The approaches we have discussed so far are all essentially batch in nature. This gives great flexibility in the queries, but computing results requires a lot of resources. Another approach is to process the event stream as it comes in, aggregating relevant statistics in a way which can later be queried. Results will always be based on the most recent data. This can naturally be combined with clustering to scale the performance.
One issue here is how to make the results of the computation queryable. This usually means that you need some (scalable) storage on the side where you put the results, which adds to the complexity of the installation.
Complex Event Processing (CEP)
CEP is not a performance technique per se but rather a SQL-like query language for streams, which makes it easier for you to work with these systems, as the actor based concurrency model which you find in Storm or others takes a bit of getting used to.

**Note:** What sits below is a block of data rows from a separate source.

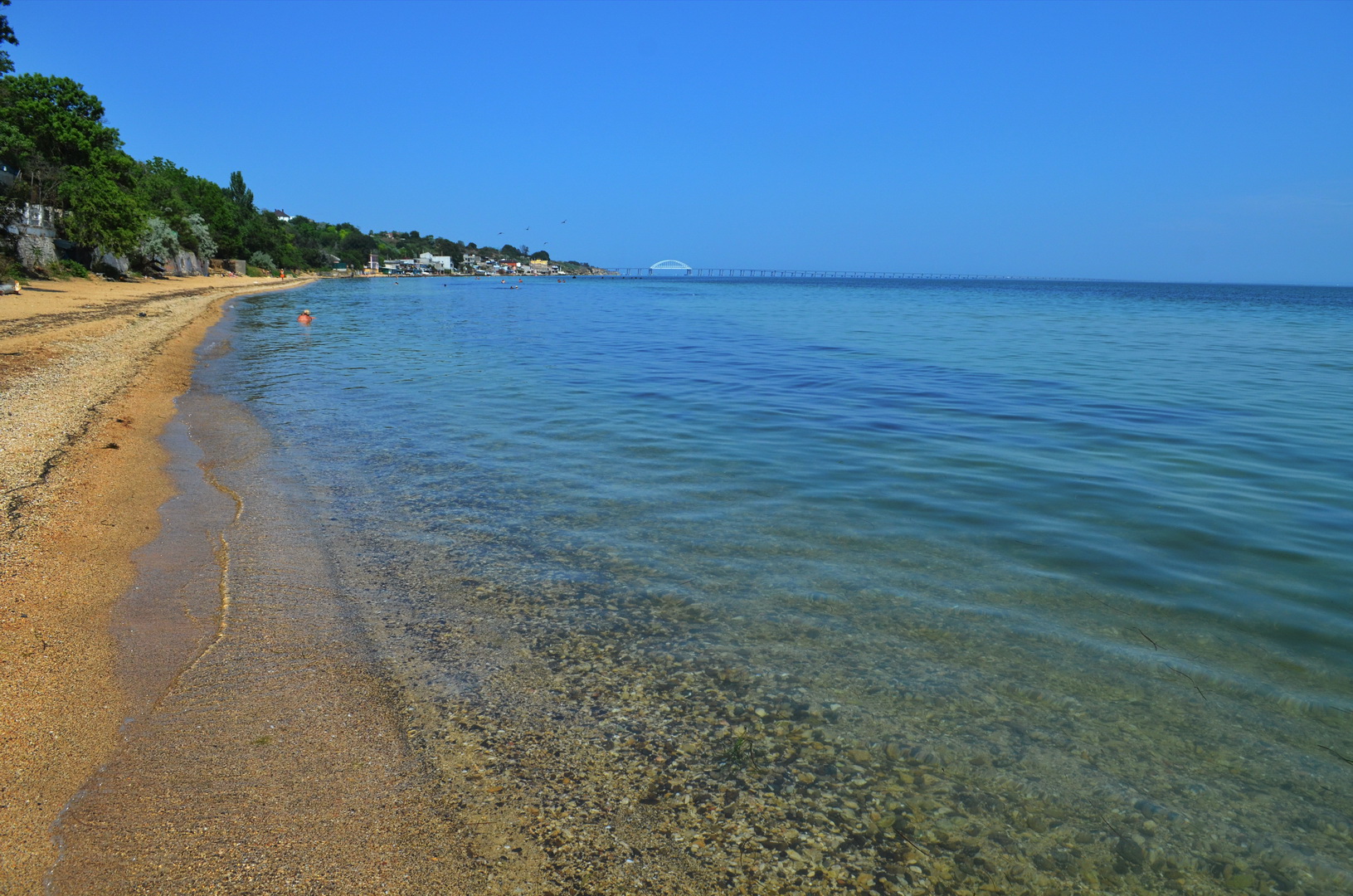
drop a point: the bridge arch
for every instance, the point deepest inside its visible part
(671, 264)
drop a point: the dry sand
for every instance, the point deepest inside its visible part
(80, 371)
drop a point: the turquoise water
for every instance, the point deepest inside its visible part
(1039, 583)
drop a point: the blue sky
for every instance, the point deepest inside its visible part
(1145, 141)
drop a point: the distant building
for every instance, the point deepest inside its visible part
(441, 263)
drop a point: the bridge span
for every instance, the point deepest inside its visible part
(670, 268)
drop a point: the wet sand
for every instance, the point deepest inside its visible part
(88, 377)
(274, 761)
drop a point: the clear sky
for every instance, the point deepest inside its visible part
(1161, 141)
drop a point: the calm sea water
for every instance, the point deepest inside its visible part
(1049, 581)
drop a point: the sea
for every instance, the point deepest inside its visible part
(804, 587)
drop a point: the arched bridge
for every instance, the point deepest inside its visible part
(669, 267)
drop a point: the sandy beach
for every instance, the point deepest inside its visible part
(88, 377)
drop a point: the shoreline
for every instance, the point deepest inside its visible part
(263, 747)
(80, 371)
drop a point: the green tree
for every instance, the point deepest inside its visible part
(53, 132)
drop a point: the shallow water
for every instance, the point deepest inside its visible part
(893, 587)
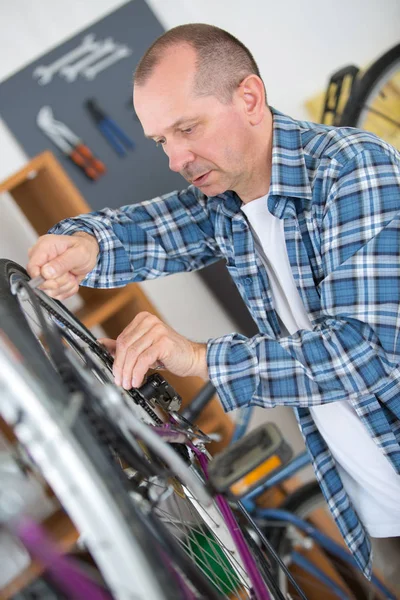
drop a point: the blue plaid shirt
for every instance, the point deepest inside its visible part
(338, 193)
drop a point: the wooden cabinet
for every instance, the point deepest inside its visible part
(46, 195)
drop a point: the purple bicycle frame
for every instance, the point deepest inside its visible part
(249, 563)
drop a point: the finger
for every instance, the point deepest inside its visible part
(135, 351)
(140, 325)
(144, 362)
(109, 344)
(69, 260)
(59, 282)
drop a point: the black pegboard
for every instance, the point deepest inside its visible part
(143, 173)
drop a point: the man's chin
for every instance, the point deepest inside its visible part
(211, 189)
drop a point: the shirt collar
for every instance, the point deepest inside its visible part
(289, 175)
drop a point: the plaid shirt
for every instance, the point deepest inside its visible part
(338, 192)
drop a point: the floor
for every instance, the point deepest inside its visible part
(387, 560)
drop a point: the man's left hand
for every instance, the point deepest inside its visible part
(147, 343)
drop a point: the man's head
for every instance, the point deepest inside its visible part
(198, 92)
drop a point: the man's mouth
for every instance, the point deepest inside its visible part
(200, 180)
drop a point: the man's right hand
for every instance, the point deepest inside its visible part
(63, 261)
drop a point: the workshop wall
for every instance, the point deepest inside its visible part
(297, 45)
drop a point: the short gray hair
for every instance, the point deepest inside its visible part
(222, 60)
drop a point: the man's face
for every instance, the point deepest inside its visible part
(204, 139)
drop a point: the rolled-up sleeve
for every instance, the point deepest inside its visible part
(169, 234)
(354, 346)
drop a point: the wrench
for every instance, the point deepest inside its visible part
(71, 72)
(44, 73)
(121, 52)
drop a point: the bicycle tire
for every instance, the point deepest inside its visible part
(302, 502)
(137, 539)
(351, 116)
(6, 269)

Such systems are usually in-memory, and don’t necessarily provide clustering.
I’m also listing this here because CEP systems predate the current Big Data hype.
On the other hand, CEP systems have problems aggregating information over very large spaces. They work best for aggregating a number of key statistics (up to a few hundred) from massive event streams.
So far, all the techniques focus on improving performance through parallelization, using faster storage, or precomputing queries in a streaming fashion. But all these methods don’t touch the original counting task.
Approximate algorithms change that by not giving exact results but trading accuracy for resource usage. I’ve already blogged a lot about stream mining algorithms which do exactly that. Count-min sketches, for example, compute approximate counts using hashing techniques and are able to approximate counts for millions of objects using only very little memory. Moreover, as you supply more memory, results become more exact. These systems are usually in-memory, and also don’t necessarily provide clustering.
The downside here is, of course, that results are no longer exact, which might be either be perfectly ok (e.g. trending topcis) or a dealbreaker (e.g. billing).
Approximate Algorithms are also not strictly restricted to stream processing approaches, you can also use them in a batch fashion to run on data. For example, Klout has a collection of user defined functions to use with Hadoop.
What it says on the box vs. what’s inside the box
Real-time Big Data is an important topic which generates quite a lot of buzz right now. But on closer inspection, there are many different approaches which all have different characteristics when it comes to cost, scalability, latency, and exactness. I think these differences are important when it comes to deciding which solution is the best fit for your specific application, so it’s good to be aware of the differences.